DKP zur Innenstadt: Traum und Wirklichkeit

Lübeck: Archiv - 13.05.2023, 11.31 Uhr: Wilfried Link von der DKP Lübeck kritisiert den Kauf des ehemaligen Karstadt Sport-Gebäudes am Schrangen. Die Politik und die Verwaltung setzten hier völlig falsche Prioritäten und würden Geldmittel verschwenden.

Wir veröffentlichen die Mitteilung von Wilfried Link im Wortlaut:

(")Die Hansestadt Lübeck hat das ehemalige Karstadt-Gebäude Am Schrangen gekauft. „Neben zusätzlichen Schulräumen für die Innenstadt-Gymnasien“, so hieß es auf HL-live.de, „sollen sowohl PopUp-Geschäfte, StartUps als auch die Hochschulen in das Gebäude einziehen und insbesondere die unteren Geschosse öffentlich zugänglich bleiben.“

Vor lauter Begeisterung konnte Bürgermeister Lindenau kaum an sich halten: „Die Innenstadt wird in bisher einmaliger Form neu belebt“, stapelte er tief und sprach von der „einmaligen Chance, einen neuen attraktiven Innenstadt-Magnet zu entwickeln“.

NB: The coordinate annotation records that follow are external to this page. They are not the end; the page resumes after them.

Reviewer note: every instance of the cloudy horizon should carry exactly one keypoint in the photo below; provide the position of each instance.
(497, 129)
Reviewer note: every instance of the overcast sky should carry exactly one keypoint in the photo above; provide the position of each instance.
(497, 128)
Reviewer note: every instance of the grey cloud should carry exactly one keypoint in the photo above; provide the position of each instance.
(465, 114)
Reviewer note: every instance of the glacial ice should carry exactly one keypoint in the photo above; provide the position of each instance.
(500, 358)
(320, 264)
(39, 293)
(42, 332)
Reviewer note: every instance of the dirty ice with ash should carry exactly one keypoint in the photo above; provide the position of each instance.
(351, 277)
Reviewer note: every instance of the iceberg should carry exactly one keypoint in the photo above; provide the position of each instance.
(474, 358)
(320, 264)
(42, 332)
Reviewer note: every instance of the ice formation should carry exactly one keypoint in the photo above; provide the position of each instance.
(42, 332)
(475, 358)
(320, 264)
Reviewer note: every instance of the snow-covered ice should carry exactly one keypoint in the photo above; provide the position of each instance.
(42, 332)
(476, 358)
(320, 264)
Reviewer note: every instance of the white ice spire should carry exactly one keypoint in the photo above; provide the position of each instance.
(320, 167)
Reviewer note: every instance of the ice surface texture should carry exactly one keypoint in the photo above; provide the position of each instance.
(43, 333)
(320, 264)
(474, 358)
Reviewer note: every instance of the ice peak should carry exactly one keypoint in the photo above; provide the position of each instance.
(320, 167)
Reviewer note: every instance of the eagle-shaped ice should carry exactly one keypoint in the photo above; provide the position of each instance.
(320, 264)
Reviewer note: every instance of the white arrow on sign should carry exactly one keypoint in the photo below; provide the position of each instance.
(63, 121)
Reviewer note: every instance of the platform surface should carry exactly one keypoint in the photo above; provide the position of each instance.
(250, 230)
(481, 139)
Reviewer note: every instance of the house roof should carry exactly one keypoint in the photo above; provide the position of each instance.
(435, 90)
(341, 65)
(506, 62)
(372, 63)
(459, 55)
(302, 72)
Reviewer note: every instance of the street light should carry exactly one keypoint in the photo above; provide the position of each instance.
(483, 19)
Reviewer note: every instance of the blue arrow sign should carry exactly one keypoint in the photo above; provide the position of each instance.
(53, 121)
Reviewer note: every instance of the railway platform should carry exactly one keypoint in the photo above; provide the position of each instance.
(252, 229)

Soviel Einmaligkeit auf einem Haufen! Ob er mit dem neuen „Innenstadt-Magneten“ Bezug nahm auf erfolglose Vorbilder, wie die Leerstände im Haerder Center oder die Trostlosigkeit der unvermieteten Ladenflächen im Lichthof, der ehemaligen Königspassage? Die immerhin versucht die Stadt zu kaschieren, indem sie dort ein Ladenlokal nach dem anderen anmietet.

Und vielleicht sollte die Verwaltung den Bürgermeister mal aufklären, was er der Bevölkerung als „attraktiven Innenstadt- Magneten“ andient: Wikipedia definiert PopUp-Geschäfte als „kurzfristige und provisorische Einzelhandelsgeschäfte, die vorübergehend in leerstehenden Geschäftsräumen betrieben werden“. Ein Ramschkonzept, um die Wertigkeit der Hansestadt als Einkaufsstadt zu erhöhen?

Der Spaziergang vom Klingenberg über die Breite Straße bis zum Koberg zeigt, dass in der Einkaufszone zwar ab und zu neue Geschäfte entstehen. Doch schon seit Wochen haben wir dort einen stabilen Leerstand von ca. 15 Ladenlokalen.

Und der Bürgermeister kann noch besser: „Zusammen mit den Projektbeteiligten starten wir jetzt mit der Entwicklung des Projektes. Dazu gehört zunächst die Erarbeitung der konkreten Nutzungsbedarfe.“

Bauherren aufgepasst: Man besorgt sich erst mal eine Immobilie. Dann spricht man wegen der Finanzierung eines Umbaus bei seiner Bank vor und erwähnt, das Nutzungskonzept käme irgendwann später. Wer so vorgeht, kommt nicht einmal dazu, seinen Kaffee auszutrinken.

Zum Vergleich: Aktuell berichten die Medien über den Auftrag des Bundes an eine Werft, „drei „Spionageschiffe“ zu bauen. Dieser Auftrag wurde „noch recht pauschal vergeben und dabei weitgehend darauf verzichtet, spezifische Vorgaben zu machen“. Auf die veranlagten zwei Mrd. Euro sollen jetzt noch einmal mindestens 800 Millionen oben draufkommen.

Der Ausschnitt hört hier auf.